Experience has shown that the Sudanese government responds when faced with a unified international diplomatic community that is willing to back up its words with action. Promises by the Sudanese government to end violence and impunity for human rights abusers have been insufficient to guarantee respect for human rights. What is needed is a clear message from this week's Security Council special session that accountability for human rights abuses is essential to the resolution of the conflicts both in the South and Darfur.

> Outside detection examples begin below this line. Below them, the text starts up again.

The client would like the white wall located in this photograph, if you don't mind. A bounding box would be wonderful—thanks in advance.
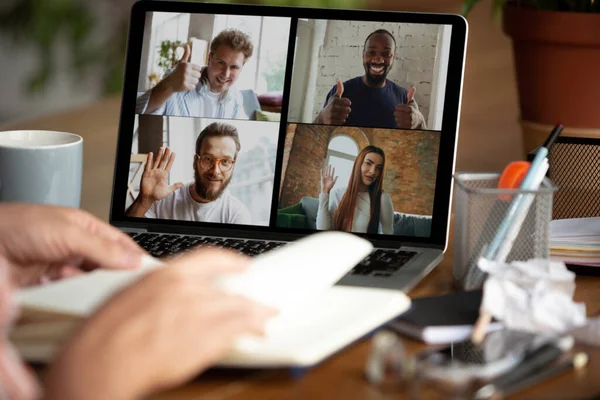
[289,21,447,129]
[313,21,438,120]
[427,25,452,130]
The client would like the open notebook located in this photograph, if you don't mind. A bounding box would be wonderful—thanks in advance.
[16,232,410,367]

Naivasha Protocols: Real Human Rights Provisions Still Needed
It is not too late for the Troika and the rest of the international community to insist on accountability. U.N. Security Council members should insist on the creation of an effective, independent and impartial justice system and a robust U.N. human rights monitoring presence to be included in the Naivasha Protocols. If this U.N. monitoring presence is not included in the final North-South peace agreement, the Troika and the international community should guarantee the funding and diplomatic protection necessary for such a U.N. human rights monitoring team to be established and effectively operate inside Sudan.

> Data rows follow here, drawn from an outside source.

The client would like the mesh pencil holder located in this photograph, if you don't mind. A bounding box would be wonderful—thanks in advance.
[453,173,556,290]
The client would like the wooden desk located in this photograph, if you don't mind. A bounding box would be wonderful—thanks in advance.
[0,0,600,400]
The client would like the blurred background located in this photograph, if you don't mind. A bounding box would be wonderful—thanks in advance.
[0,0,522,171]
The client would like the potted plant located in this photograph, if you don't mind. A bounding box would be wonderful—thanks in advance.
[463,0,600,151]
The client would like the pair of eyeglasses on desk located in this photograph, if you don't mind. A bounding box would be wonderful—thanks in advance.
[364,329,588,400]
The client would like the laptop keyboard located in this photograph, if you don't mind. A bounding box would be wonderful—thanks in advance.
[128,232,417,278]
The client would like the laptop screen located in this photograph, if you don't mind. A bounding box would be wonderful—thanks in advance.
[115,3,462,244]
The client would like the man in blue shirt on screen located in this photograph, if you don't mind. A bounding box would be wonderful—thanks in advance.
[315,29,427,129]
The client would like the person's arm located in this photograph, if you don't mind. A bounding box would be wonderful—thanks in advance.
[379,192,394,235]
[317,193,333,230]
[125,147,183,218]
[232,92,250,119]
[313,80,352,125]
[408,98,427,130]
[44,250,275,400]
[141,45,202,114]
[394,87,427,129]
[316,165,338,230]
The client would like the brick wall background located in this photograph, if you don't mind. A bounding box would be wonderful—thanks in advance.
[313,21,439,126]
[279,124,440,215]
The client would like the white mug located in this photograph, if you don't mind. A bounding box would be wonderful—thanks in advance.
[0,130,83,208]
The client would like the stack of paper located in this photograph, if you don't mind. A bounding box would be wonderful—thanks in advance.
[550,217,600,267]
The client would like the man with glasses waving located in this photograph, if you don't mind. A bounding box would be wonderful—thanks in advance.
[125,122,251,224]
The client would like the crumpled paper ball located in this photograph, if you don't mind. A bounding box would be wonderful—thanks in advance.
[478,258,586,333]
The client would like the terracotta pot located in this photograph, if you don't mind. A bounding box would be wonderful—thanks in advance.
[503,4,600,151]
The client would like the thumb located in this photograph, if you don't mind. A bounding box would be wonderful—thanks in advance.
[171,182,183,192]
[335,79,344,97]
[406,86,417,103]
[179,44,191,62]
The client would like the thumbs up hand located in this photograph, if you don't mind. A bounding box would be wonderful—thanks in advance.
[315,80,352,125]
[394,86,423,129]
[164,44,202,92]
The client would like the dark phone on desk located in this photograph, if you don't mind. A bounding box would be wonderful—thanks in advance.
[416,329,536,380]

Human Rights Watch further recommends that the U.N. Security Council use its upcoming resolution on Sudan to urge that human rights accountability be central to the Naivasha peace accord. In particular, Human Rights Watch urges that the peace accord include provisions to:
- Investigate alleged violations of international human rights and humanitarian law by all parties to the conflict, and bring to justice, before fair, impartial, and independent courts, those accused of having committed such crimes or of having facilitated or tolerated such crimes by groups over which they exercised control;
- Ensure full disclosure of past human rights abuses in the various armed conflicts since 1983 through a Truth and Reconciliation Commission composed of individuals of known honesty, integrity, and impartiality, to be appointed by the parties to the peace agreement and by IGAD, the U.N., and the governments of the U.S., U.K., and Norway;
- Prioritize the development of an effective, independent and impartial national justice system;
- Conduct vigorous international human rights monitoring through a team of international human rights monitors deployed throughout Sudan, appointed and supervised by the office of the High Commissioner on Human Rights, with appropriate mechanisms to ensure respect for human rights;
- Review Sudanese government (and any SPLM/A or Southern regional government) legislation to ensure compatibility with international human rights standards and remove barriers to full and free civil society participation;
- Ratify the Convention for the Elimination of All Forms of Discrimination against Women and other human rights treaties and ensure respect for their provisions;
- Hold elections for local, regional and national government offices within a reasonable period; supervise these elections by international election monitors and a board of Sudanese officials to be appointed by the parties and by the international community;
- Ensure that the members of the newly constituted police and military forces are vetted for past records of human rights abuse, and dismiss any individual found to be questionable in this regard.